La strinse forte e, dopo averla lasciata, si asciugò un paio di lacrime che scendevano velocemente sulle guance.
Anche Sarah e i suoi genitori si salutarono così.
Presi i bagagli, Sarah ed Erin salirono sul treno e scelsero dei posti.
Erin continuava a salutare la madre dal finestrino e intanto piangeva.
Mosse la bocca per dire "Ti voglio bene" e, proprio in quel momento, il treno partì, lasciando la caotica stazione di Londra.
-
Erin si sedette al suo posto e guardò intensamente Sarah, anche lei con gli occhi lucidi.
«Erin...» disse l'amica a bassa voce «...stiamo facendo la cosa giusta? Voglio dire, stiamo lasciando i nostri genitori da soli...» si asciugò una lacrima.
Erin strinse la mano di Sarah e annuì dolcemente.
«Lo so, staranno da soli fino a quando finiremo l'università, ma loro vogliono solo il meglio per noi, quindi sì, stiamo facendo la cosa giusta, credimi.»
Sarah abbassò lo sguardo verso i bagagli: «Compreremo altri vestiti, vero? Anche se ce li ho messi tutti, sono pochi per i prossimi cinque anni!»
Erin sorrise e rispose un timido "Sì".
Solo in quel momento Erin notò che il loro vagone era quasi vuoto, se non per un uomo che si era addormentato e due ragazzi, anche loro con dei bagagli.
Si concentrò proprio su loro: vide che uno dei due aveva i capelli ricci e un ampio sorriso e l'altro era biondo e aveva degli occhi azzurri pazzeschi... color del mare.
Il ragazzo con i capelli ricci sembrava... un angelo.
Era perfetto.
Lui si scostò i capelli dalla fronte con una mossa delicata che fece sciogliere Erin.
Solo allora lei vide i suoi magnifici occhi verdi.
Un momento.
 
Buio.
Poi due occhi verdi davanti ai suoi. 
Brillavano...
 
No, non poteva essere lui.
Erin distolse lo sguardo e chiuse gli occhi. 
No, non era lui.
Sentì il cuore esplodere.
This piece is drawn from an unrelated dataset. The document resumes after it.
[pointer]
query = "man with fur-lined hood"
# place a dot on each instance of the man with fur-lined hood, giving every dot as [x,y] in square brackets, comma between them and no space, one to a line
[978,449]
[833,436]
Le sue mani tremavano.
Sarah chiamò Erin preoccupata.
«Ehi, tutto okay?» 
Sarah guardò nella direzione dei due ragazzi e realizzò che erano bellissimi.
Lei continuò a guardarli, ignara del fatto che Erin stava sudando.
«Erin, che ti prende?»
«Nulla, Sarah, tranquilla.» disse Erin e, piano piano, si ricompose.
Guardò un'ultima volta quei due ragazzi. No, quel ragazzo non assomigliava molto a quello del sogno.
Si convinse che il ragionamento poteva essere solo quello: non poteva sognare un ragazzo perfetto e poi ritrovarselo nel suo stesso treno, no?
Tranquillizzò Sarah e decise di riposarsi un po'.
 
Erin si svegliò di colpo per colpa del solito fischio che emetteva il treno.
«Oh, la bella addormentata si è svegliata! Ti sei persa tutto il paesaggio, sai?» disse Sarah.
«Scusami, mi sentivo un po' scossa. Avevo paura di sentirmi male...» rispose Erin sistemandosi i capelli.
Vide che quei due ragazzi se n'erano andati e concluse che era meglio così.
Non avrebbe sopportato un altro "malore" per quel tizio ed era certa che non avrebbe voluto reincontrarlo più.
«Tranquilla, conoscendoti so che stanotte non hai dormito molto, vero?» 
«No, infatti...» 
«Come ti conosco!» sorrise Sarah.
Le due presero i bagagli e scesero dal treno.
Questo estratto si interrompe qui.